The American election is more than six months away and in these nervous pandemic times, it’s hard to see at the moment what could happen in the long battle between the Democratic candidate Biden and the current President Donald Trump. Arguably, much will depend on how the US deals with the coronavirus crisis. Crisis years have often spelt bad omen for sitting presidents.
In the chaos of these days, however, there is a group of people who have made up their minds. In the last four years the divide seems to have been between Never Trumpers and Trumpers. This divide has split the pre-Trump Republican party, whose ideological basis was formed by the so-called neoconservatives. After having reached the acme of power in the Bush Junior era and have shaped the course of history after 9/11, neocons’s fortunes appeared to fade in the eight years in which Obama was president. Neocons were the sort of people who supported the Iraq War in 2003 and aggressively promoted the idea of democracy export in the Middle East as a justification for this.
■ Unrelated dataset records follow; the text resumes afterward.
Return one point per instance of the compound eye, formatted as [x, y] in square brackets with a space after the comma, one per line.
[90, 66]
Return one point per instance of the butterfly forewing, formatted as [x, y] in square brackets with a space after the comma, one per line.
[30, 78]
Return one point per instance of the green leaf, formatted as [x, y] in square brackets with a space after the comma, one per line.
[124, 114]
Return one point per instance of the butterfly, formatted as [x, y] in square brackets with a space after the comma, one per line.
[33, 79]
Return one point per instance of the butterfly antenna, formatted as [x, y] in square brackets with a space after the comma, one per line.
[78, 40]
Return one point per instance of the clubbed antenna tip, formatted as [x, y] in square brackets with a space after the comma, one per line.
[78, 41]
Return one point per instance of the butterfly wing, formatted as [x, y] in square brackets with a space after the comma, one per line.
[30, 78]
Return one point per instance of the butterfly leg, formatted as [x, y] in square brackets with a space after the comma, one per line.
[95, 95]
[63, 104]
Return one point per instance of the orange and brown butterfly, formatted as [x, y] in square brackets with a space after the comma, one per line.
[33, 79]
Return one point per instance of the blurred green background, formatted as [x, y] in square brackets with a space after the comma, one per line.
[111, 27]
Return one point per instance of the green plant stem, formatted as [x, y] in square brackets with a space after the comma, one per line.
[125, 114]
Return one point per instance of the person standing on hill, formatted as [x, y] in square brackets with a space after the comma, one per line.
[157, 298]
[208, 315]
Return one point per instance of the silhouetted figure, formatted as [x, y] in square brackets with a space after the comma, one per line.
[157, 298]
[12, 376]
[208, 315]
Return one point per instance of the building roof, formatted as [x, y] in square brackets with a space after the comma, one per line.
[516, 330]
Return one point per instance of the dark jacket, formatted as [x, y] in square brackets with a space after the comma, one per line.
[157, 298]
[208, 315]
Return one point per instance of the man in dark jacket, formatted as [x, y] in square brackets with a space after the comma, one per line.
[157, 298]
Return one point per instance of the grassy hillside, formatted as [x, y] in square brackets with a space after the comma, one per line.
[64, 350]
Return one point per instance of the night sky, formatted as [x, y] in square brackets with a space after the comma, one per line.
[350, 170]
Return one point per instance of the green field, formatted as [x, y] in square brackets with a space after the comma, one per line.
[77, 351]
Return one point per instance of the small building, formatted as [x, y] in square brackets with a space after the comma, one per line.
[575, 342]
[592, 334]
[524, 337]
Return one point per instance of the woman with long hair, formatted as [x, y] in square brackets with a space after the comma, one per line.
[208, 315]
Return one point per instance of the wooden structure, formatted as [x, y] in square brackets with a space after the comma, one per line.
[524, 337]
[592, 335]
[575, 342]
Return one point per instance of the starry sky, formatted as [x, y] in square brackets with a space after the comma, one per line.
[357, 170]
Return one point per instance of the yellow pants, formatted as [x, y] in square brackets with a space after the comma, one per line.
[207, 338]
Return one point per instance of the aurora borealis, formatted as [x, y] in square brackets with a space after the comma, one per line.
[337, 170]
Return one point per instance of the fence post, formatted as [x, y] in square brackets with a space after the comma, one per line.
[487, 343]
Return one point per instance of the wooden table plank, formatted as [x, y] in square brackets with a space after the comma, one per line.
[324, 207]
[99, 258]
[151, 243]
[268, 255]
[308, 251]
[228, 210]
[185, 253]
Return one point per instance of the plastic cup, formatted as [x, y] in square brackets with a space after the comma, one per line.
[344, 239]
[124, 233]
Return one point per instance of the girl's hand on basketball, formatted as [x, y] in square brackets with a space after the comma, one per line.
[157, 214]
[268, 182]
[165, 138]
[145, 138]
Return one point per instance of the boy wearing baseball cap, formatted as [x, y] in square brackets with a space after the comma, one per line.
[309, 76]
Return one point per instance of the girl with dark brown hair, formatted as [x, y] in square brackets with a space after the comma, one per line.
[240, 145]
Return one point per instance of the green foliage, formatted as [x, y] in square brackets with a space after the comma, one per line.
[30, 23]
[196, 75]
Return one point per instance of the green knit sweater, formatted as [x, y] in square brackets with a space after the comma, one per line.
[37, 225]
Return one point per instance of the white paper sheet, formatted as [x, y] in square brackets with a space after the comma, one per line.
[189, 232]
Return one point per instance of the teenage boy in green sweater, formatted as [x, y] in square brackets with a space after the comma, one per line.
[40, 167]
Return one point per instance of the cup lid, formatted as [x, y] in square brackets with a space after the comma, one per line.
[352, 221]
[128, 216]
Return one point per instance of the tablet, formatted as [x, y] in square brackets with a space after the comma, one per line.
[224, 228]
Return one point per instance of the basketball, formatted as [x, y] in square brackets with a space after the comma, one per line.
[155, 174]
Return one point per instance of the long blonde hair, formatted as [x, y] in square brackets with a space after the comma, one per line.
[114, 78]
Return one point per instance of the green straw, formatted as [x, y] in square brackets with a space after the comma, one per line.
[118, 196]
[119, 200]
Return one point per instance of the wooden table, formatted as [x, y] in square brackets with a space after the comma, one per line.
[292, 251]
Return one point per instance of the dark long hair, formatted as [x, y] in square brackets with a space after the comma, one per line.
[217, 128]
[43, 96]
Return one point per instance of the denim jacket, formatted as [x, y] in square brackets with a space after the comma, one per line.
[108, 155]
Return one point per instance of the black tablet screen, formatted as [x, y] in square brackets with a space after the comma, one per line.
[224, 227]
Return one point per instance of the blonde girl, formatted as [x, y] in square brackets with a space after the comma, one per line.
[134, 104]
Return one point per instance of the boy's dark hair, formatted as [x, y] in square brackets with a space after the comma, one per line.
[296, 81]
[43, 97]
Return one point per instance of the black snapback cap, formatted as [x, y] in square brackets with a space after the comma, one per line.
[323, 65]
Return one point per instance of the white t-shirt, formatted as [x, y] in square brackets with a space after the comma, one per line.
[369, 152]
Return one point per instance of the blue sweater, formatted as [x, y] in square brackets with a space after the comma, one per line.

For the neocons, Obama was too disengaged: he wanted the US troops to pull out of Iraq, which he eventually achieved (at least temporarily) in 2011, at the beginning of his presidency the US pledged for a “reset” in the relation with Russia, and he was seen as too passive in Syria because he refused to commit too many US troops there. In short, the neocons, strong believers in the idea of American leadership, despised Obama because he was too much of a dove and did not stand up aggressively enough for American interests. It is of course debatable how much of a peaceful dove Obama really was, but clearly he was not hawkish enough for the neocon establishment.
The Trump card in 2016, however, took things to a different level. Neocons had shaped the intellectual Republican debate at least since Ronald Reagan, but the candidature and later the presidency of Donald Trump, an outsider in the realm of politics on a grand scale, forced them to break up with the Republican party basis. It was not because they found Trump coarse, ignorant, racist, sexist, or plain dumb. It was exclusively because the original meaning of the “America First” message was not a nativist and racist “America is best”, but a more pragmatic “out of foreign entanglements”. It was something that went against the whole neocon philosophy and neocons found absolutely unacceptable. They went on to support Hillary Clinton, Obama’s first term Secretary of State, who embodied the US government establishment and enjoyed tough talk – “We came, we saw, he died”, she exclaimed with an enthusiastic smile after learning about the death of the Libyan leader Gaddafi, killed by rebels backed by NATO airstrikes in October 2011.
Biden, Obama Vice president, would be a Clinton 2.0, another incarnation of the US politics establishment, and in this respect a strong believer in the necessity of American exceptionalism and leadership in the world. Trump has exhibited no lack of aggressive posturing in his dealings with China, Iran and North Korea, but has rarely had his words followed by the sort of actions the neocons would expect from a leader. When in September last year Trump pulled out from a strike on Iran, after Iran had downed a US drone, in the last minute, arguing that a drone was not worth the lives of a hundred Iranians that would be probably killed, many US commentators accused Trump of inconsistency.
Many think, wrongly, that the neocons, people like Donald Rumsfeld, Condoleezza Rice or Paul Wolfowitz, belong to a bygone era and are not a force in American politics anymore. But although these individual figures may have left politics, the neocon credo, a granitic faith in the right of the US to rule the world, has never abandoned US political discourse and is still very popular within the American policy elite, which Biden represents and where he has been mingling for four decades. The line between the neocons of yesterday and the establishments “liberals” of today is very thin indeed.